4. Kanayama, G., Hudson, J. I., & Pope, H. G. Jr. (2008). Long-term psychiatric and medical consequences of anabolic-androgenic steroid abuse: A looming public health concern? Drug and Alcohol Dependence, 98(1–2), 1–12.
5. Morris, R. (n.d.). The effects of steroid use on depression among athletes [Unpublished manuscript]. Vital Quests, Associates for Health & Performance Improvement, Yonkers, NY. Archived at https://web.archive.org/web/20141026010602/http://vitalquests.org/publication2steroiduse.html
6. Perry, P. J., Andersen, K. H., & Yates, W. R. (1990). Illicit anabolic steroid use in athletes: A case series analysis. American Journal of Sports Medicine, 18(4), 422–428.

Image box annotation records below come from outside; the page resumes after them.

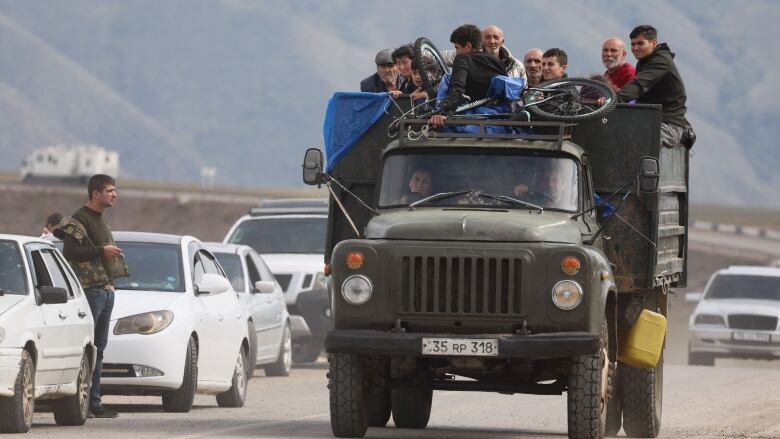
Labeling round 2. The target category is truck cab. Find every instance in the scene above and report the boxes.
[304,100,687,437]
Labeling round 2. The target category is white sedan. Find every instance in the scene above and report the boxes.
[686,266,780,366]
[101,232,250,412]
[0,235,96,433]
[206,242,292,376]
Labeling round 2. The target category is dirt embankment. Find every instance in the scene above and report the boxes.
[0,186,257,241]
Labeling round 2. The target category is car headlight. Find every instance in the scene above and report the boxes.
[693,314,726,328]
[552,280,583,311]
[114,311,173,335]
[341,275,374,305]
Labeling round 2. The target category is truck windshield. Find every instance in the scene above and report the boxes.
[228,216,328,255]
[707,274,780,302]
[0,240,27,295]
[379,151,579,212]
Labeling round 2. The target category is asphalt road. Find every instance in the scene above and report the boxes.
[31,360,780,439]
[24,233,780,439]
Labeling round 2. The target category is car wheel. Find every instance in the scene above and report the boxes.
[246,321,257,379]
[162,337,198,413]
[293,340,322,363]
[265,324,292,377]
[0,349,35,433]
[217,346,249,407]
[52,354,92,425]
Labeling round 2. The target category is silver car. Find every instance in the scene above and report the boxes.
[686,266,780,366]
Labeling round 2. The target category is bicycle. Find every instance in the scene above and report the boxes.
[414,37,617,123]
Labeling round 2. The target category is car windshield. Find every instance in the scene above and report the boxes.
[114,241,184,293]
[214,253,246,293]
[0,240,27,295]
[228,217,327,254]
[379,150,579,212]
[706,274,780,302]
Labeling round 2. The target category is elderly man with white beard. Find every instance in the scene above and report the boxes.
[601,37,636,90]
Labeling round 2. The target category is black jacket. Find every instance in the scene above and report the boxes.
[618,43,688,126]
[442,52,506,114]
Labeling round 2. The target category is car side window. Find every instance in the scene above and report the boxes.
[254,256,276,282]
[198,251,225,277]
[52,252,81,297]
[37,250,73,297]
[246,255,265,290]
[192,253,206,284]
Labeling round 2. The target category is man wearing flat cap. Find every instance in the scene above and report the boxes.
[360,49,403,97]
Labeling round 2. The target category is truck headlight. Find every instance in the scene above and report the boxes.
[341,275,374,305]
[114,311,173,335]
[552,280,582,311]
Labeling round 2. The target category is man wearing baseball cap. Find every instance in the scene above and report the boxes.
[360,49,402,97]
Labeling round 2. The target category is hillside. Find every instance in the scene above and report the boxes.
[0,0,780,208]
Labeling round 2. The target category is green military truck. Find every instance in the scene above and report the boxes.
[303,100,688,438]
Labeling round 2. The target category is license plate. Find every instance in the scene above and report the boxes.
[422,338,498,357]
[731,332,771,343]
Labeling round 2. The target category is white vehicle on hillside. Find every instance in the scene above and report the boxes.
[0,235,96,433]
[223,198,331,363]
[101,232,250,412]
[205,242,292,377]
[686,266,780,366]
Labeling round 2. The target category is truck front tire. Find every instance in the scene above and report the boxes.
[620,357,664,438]
[328,354,368,437]
[566,322,609,439]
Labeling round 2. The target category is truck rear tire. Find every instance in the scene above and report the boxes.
[328,354,368,437]
[390,389,433,428]
[566,322,609,439]
[620,356,664,438]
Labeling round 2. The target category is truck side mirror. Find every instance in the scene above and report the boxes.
[637,157,660,193]
[303,148,322,186]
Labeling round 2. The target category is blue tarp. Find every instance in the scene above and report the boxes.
[322,92,391,172]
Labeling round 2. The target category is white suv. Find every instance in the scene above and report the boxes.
[686,266,780,366]
[223,198,331,363]
[0,234,96,433]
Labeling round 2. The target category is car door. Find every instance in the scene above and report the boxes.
[28,245,81,386]
[201,250,248,380]
[247,253,286,358]
[190,245,224,381]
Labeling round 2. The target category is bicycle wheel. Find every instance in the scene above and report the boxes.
[523,78,617,122]
[414,37,450,98]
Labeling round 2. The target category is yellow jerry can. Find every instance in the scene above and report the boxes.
[618,309,666,367]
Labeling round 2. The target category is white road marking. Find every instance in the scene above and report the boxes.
[171,412,330,439]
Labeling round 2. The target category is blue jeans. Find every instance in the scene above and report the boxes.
[84,287,114,410]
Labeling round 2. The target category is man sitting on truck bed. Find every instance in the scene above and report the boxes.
[618,25,693,148]
[429,24,506,127]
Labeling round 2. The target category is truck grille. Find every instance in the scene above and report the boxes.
[400,256,522,315]
[729,314,777,331]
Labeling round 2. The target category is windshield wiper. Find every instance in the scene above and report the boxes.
[475,192,544,213]
[409,189,477,210]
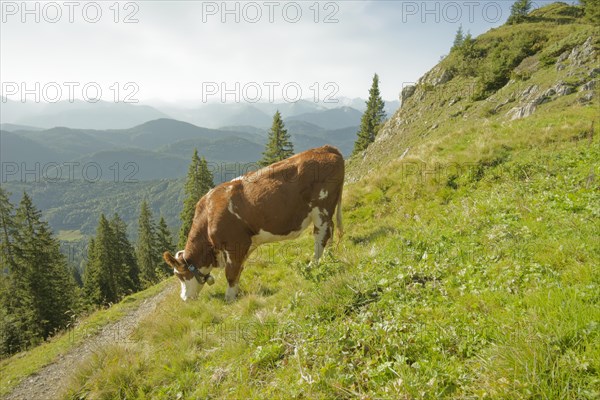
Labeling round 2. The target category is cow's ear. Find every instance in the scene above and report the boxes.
[163,251,181,268]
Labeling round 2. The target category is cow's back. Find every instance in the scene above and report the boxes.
[209,146,344,235]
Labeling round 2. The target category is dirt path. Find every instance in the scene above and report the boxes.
[6,286,175,400]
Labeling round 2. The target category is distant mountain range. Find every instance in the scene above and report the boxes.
[0,97,399,131]
[0,98,404,181]
[0,118,357,181]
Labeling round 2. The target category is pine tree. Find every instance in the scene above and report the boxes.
[580,0,600,24]
[352,74,385,155]
[156,216,175,277]
[83,214,120,305]
[258,111,294,167]
[0,187,17,274]
[452,25,465,49]
[110,213,142,297]
[135,200,160,287]
[9,193,76,339]
[178,149,215,249]
[507,0,532,24]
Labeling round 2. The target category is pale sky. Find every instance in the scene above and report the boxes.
[0,0,549,105]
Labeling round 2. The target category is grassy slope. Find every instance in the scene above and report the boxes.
[0,281,172,396]
[16,3,600,399]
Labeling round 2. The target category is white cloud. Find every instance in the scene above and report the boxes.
[0,1,506,102]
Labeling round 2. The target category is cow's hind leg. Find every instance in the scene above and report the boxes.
[225,241,249,302]
[311,209,333,265]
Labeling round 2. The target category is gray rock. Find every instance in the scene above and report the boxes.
[580,79,598,91]
[400,85,417,104]
[577,92,594,104]
[433,69,454,86]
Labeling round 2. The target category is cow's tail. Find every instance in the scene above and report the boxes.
[335,185,344,242]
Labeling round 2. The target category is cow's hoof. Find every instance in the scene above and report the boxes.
[225,287,238,303]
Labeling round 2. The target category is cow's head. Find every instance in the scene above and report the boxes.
[163,250,215,301]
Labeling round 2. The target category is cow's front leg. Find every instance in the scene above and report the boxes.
[225,244,250,302]
[309,217,333,266]
[225,263,242,303]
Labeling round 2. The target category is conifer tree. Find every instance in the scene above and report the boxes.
[156,216,175,278]
[507,0,532,24]
[0,187,17,274]
[135,200,161,287]
[352,74,385,155]
[13,193,76,339]
[110,213,142,297]
[258,111,294,167]
[452,25,465,49]
[178,149,215,249]
[83,214,119,305]
[580,0,600,26]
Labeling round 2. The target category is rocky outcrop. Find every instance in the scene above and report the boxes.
[400,85,417,104]
[507,37,599,120]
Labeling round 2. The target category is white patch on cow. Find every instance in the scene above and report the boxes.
[227,200,242,221]
[252,214,311,247]
[180,278,203,301]
[225,283,238,302]
[217,251,227,268]
[311,207,329,264]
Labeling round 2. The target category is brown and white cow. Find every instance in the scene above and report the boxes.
[163,146,344,301]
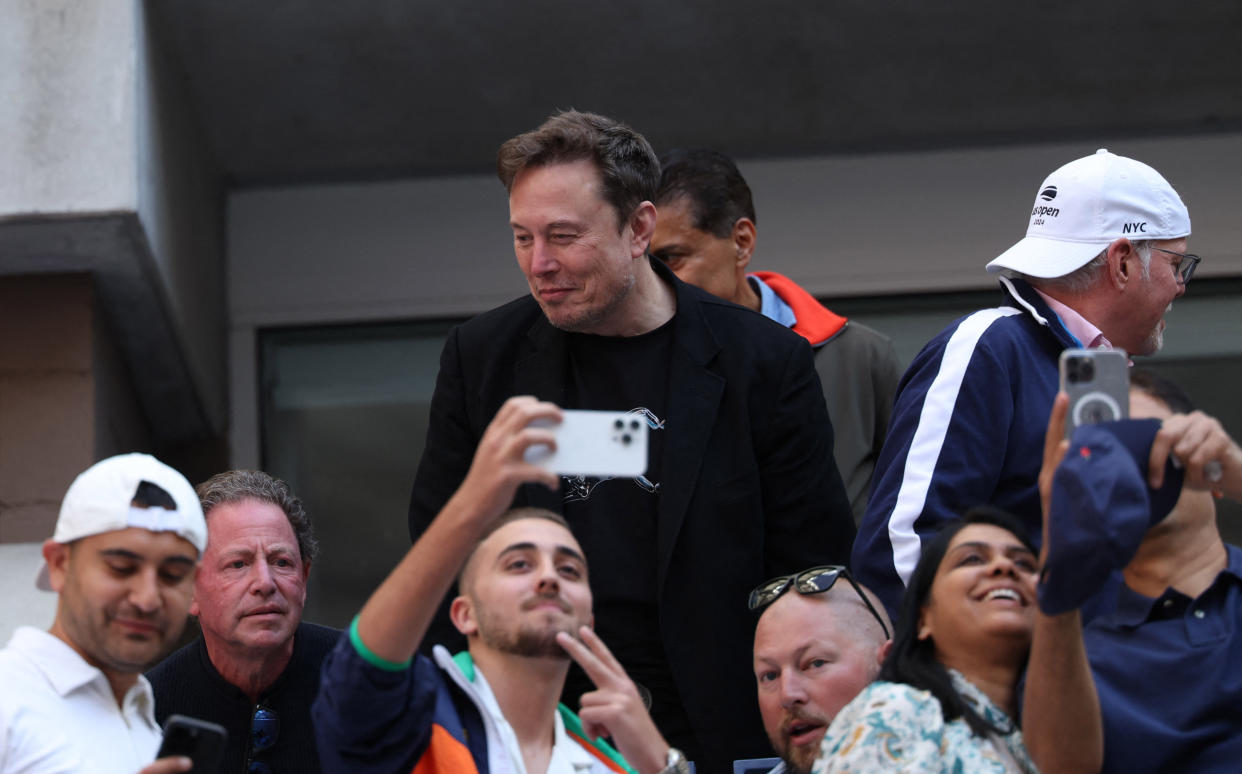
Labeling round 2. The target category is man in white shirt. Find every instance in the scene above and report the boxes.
[0,455,207,774]
[850,149,1199,612]
[750,565,893,774]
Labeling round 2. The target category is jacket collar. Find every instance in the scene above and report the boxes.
[1000,277,1081,348]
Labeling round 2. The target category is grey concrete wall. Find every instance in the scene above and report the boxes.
[135,1,227,431]
[0,542,56,646]
[229,134,1242,327]
[0,0,137,217]
[0,0,227,453]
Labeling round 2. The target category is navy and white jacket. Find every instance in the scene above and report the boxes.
[851,278,1082,614]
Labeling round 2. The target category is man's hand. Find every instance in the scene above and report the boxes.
[556,626,668,774]
[1040,393,1069,556]
[138,755,194,774]
[1148,411,1242,499]
[453,395,561,514]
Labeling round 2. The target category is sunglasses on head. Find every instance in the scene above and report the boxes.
[748,564,893,639]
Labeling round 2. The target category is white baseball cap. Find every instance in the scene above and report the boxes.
[35,455,207,591]
[987,148,1190,278]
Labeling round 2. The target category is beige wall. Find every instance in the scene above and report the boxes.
[0,275,94,543]
[0,275,149,543]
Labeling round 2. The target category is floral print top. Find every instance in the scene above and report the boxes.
[811,670,1037,774]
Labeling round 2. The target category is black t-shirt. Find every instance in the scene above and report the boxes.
[561,321,689,745]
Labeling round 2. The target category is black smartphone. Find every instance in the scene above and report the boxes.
[155,714,229,774]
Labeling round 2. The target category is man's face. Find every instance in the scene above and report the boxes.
[190,499,311,652]
[43,527,199,675]
[453,518,592,658]
[754,591,883,774]
[1115,239,1186,355]
[651,196,749,303]
[509,160,651,335]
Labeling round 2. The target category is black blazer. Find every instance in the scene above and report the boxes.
[410,261,854,773]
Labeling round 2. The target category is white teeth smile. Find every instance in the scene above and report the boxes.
[984,589,1022,603]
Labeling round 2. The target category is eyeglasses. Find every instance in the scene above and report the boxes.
[1153,247,1200,285]
[748,564,893,639]
[246,707,281,774]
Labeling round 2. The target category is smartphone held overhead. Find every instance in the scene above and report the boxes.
[525,410,648,477]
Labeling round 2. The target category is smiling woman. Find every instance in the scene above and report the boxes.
[812,508,1037,774]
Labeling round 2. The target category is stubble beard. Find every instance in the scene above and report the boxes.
[478,618,574,660]
[535,272,636,333]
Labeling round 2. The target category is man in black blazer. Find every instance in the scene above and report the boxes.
[410,112,854,774]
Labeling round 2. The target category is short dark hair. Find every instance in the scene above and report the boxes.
[496,111,660,230]
[457,506,574,593]
[655,148,758,239]
[879,506,1037,737]
[195,471,319,564]
[1130,367,1195,414]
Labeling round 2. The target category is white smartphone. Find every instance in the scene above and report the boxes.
[1059,349,1130,436]
[525,409,648,477]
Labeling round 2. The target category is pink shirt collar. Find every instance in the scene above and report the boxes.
[1035,288,1113,349]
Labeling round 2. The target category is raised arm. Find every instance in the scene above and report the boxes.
[1148,411,1242,499]
[1022,393,1104,774]
[356,396,561,663]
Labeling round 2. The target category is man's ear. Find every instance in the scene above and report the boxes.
[628,201,656,258]
[732,217,759,271]
[448,595,478,637]
[918,609,933,640]
[1104,236,1141,291]
[876,640,893,666]
[43,540,70,594]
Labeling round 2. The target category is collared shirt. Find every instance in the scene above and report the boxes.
[0,626,161,774]
[473,665,596,774]
[1035,288,1113,349]
[1083,545,1242,773]
[811,670,1037,774]
[746,275,797,328]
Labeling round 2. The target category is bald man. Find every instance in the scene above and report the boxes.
[751,568,893,774]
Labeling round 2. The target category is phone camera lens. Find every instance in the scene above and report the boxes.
[1066,358,1095,383]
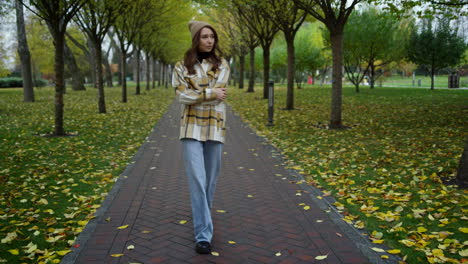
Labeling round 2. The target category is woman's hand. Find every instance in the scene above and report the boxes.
[215,88,227,101]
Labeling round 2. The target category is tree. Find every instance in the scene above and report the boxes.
[294,22,326,88]
[262,0,307,110]
[407,18,467,90]
[293,0,362,129]
[15,0,34,102]
[233,0,279,99]
[115,0,153,103]
[344,7,412,92]
[75,0,126,113]
[22,0,85,136]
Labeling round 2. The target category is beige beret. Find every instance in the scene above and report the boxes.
[189,20,212,39]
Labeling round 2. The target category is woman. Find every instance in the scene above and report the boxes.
[172,21,230,254]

7. Pope, H. G. Jr., Gruber, A. J., Choi, P., Olivardia, R., & Phillips, K. A. (1997). Muscle dysmorphia: An underrecognized form of body dysmorphic disorder. Psychosomatics, 38(6), 548–557.
8. Pope, H. G. Jr., & Katz, D. L. (1988). Affective and psychotic symptoms associated with anabolic steroid use. American Journal of Psychiatry, 145(4), 487–490.
9. Pope, H. G. Jr., & Katz, D. L. (1994). Psychiatric and medical effects of anabolic-androgenic steroid use: A controlled study of 160 athletes. Archives of General Psychiatry, 51(5), 375–382.
10. Pope, H. G. Jr., Kouri, E. M., & Hudson, J. I. (2000). Effects of supraphysiologic doses of testosterone on mood and aggression in normal men: A randomized controlled trial. Archives of General Psychiatry, 57(2), 133–140.
11. Pope, H. G. Jr., Wood, R. I., Rogol, A., Nyberg, F., Bowers, L., & Bhasin, S. (2014). Adverse health consequences of performance-enhancing drugs: An Endocrine Society scientific statement. Endocrine Reviews, 35(3), 341–375.
12. Tricker, R., O'Neill, M. R., & Cook, D. (1989). The incidence of anabolic steroid use among competitive bodybuilders. Journal of Drug Education, 19(4), 313–325.